Even if you know the truth about HSUS, this HSUS-backed game might be planting false seeds in your children’s minds. (Targeting kids, by the way, is straight out of the PETA playbook.)

While this game may instill habits by getting youngsters to buy HSUS stuff early on—presumably, HSUS hopes they’ll keep this up into adulthood—it also has a more nefarious effect: To perpetuate the misperception that HSUS is a pet-shelter group and not the fringe anti-meat group that it is.

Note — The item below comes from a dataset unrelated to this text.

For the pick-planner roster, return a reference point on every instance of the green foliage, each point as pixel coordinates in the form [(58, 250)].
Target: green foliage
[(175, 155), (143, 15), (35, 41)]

According to nationally representative polling, 71 percent of Americans wrongly believe that HSUS is a pet-shelter “umbrella group” while 68 percent mistakenly think that HSUS gives most of its money to pet shelters. (We’ve even heard from HSUS donors who were shocked to find out how little of their donation went to pet shelters.)

Of course, this polling only measures what adults believe. The next generation of adults is playing “Fluff Friends Rescue.”

The game’s creator thinks it “has the potential to hit the top 10 or top 20 games and stay there for a long time.” That’s quite the potential cash stream for HSUS, which is no doubt licking its chops.

Meanwhile, HSUS says that the game is a way to “inform [players] about the hard work of animal rescue groups”—yet the money raised all goes to HSUS, not to true rescue groups. Yes, HSUS does run an animal rescue team, but it’s a small portion of HSUS’s budget. If HSUS wants to become a true rescue group—instead of just raising money like it is one—then by all means, it should. But we suspect HSUS will just keep raising money and banking on public misperception.

It’s hard to believe a “charity” like HSUS can be so unscrupulous. It’s not just a new low for HSUS—it’s a new high in deception.